1 ) provide steel cords 105, and arrange the steel cords 105 in parallel;

2) cover the steel cords 105 with a TPU layer 1 10 by extruding;

3) cool the belt. [37] The belt 100 has a stiffness being lower than 35,000 Nxmnn2, a breaking load being more than 480KN, a fatigue resistance being more than

1 ,000,000 cycles. The lower stiffness shows that the belt 100 is very flexible, and the higher breaking load shows that the belt 100 has can lift a heavy load, even more than 50 ton, and the high fatigue resistance show that the belt 100 can meet the requirement of being coiled layer upon layer. The belt is up to the requirement of lifting in a harbour crane.

[38] Compared with the prior art rope for lifting in a harbour crane, the belt 100 has a similar breaking load and an improved fatigue resistance, thus the belt 100 has a longer lifetime. Additionally, the reel for coiling the belt has a smaller size, so the belt 100 also makes the cost of the reel and the harbour crane lower.

[39] The steel cord 105 presents a good performance on flexibility, breaking load and fatigue resistance. Compared with other steel cord, steel cord 105 is much more suitable for reinforcing the belt. The following table shows the advantages of the steel cord 105.

[40] Compared with the prior art steel cord 7x19, the invention steel cord 105 has a smaller diameter, but a bigger breaking load and a bigger fatigue resistance. And the lower stiffness of steel cord 105 shows that the steel cord 105 is much more flexible. The invention steel cord is more suitable for reinforcing a belt for lifting than the prior art steel cord.

[41 ] Figure 3 illustrates a second embodiment of the present invention. The

rectangular belt 125 comprises steel cords 130 and a PU layer 135 covering the steel cord 130. The width of the belt 125 is 120mm, and the thickness of the belt 125 is 10mm. The diameter of the steel cord 130 is 7.5mm.

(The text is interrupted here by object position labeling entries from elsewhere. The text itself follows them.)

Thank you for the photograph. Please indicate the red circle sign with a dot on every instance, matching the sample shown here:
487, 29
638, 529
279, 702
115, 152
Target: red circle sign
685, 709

Figure 4 illustrates the steel cord 130. The steel cord 130 has a structure of 7x7+7x19, and it comprises seven strands 145 each of which comprises 7 filaments and seven strands 140 each of which comprises 19 filaments.

[42] A third embodiment of the present invention is a flat belt comprises steel cords of 7x7+6x19 and a TPU layer, and the steel cords are arranged parallel and embedded into the TPU layer.

[43] A forth embodiment of the present invention is a flat belt comprises steel cords of 7x7+6x19W and a TPU layer, and the steel cords are arranged parallel and embedded into the TPU layer.

[44] A fifth embodiment of the present invention is a rectangular belt comprises steel cords of 7x7+8x19W and a PE layer, and the steel cords are arranged parallel and embedded into the PE layer.

[45] A sixth embodiment of the present invention is a belt comprises steel cords of 7x7+8x19 and a PP layer, and the steel cords are arranged parallel and embedded into the PP layer. The belt comprises an upper side and a down side along its longitudinal direction, wherein the upper side is set with grooves and the down side is set with teeth along the longitudinal direction of the belt, and the upper side and the down side are engaging with each other when the belt is coiled.

[46] The invention belt has a higher flexibility, higher breaking load and higher fatigue resistance, and it is suitable for lifting, especially for lifting in elevator, harbour crane and mining.

[47] A harbour crane lifted by the invention belt is provided. The harbour crane has a bridge structure for lifting heavy load, and it comprises a lifting structure for vertical movement and a car movement organization along the bridge structure for horizontal movement, the lifting structure comprising a reel and a belt, the reel is for paying-off and taking-up the belt, the belt, and the reel pays-off and takes-up the belt layer upon layer, the belt is belt 100 in the first embodiment. Compared with the prior art harbour crane lifted by rope, the invention harbour crane lifted by the belt has a lower cost because of the longer lifetime of the belt and the smaller size of the reel.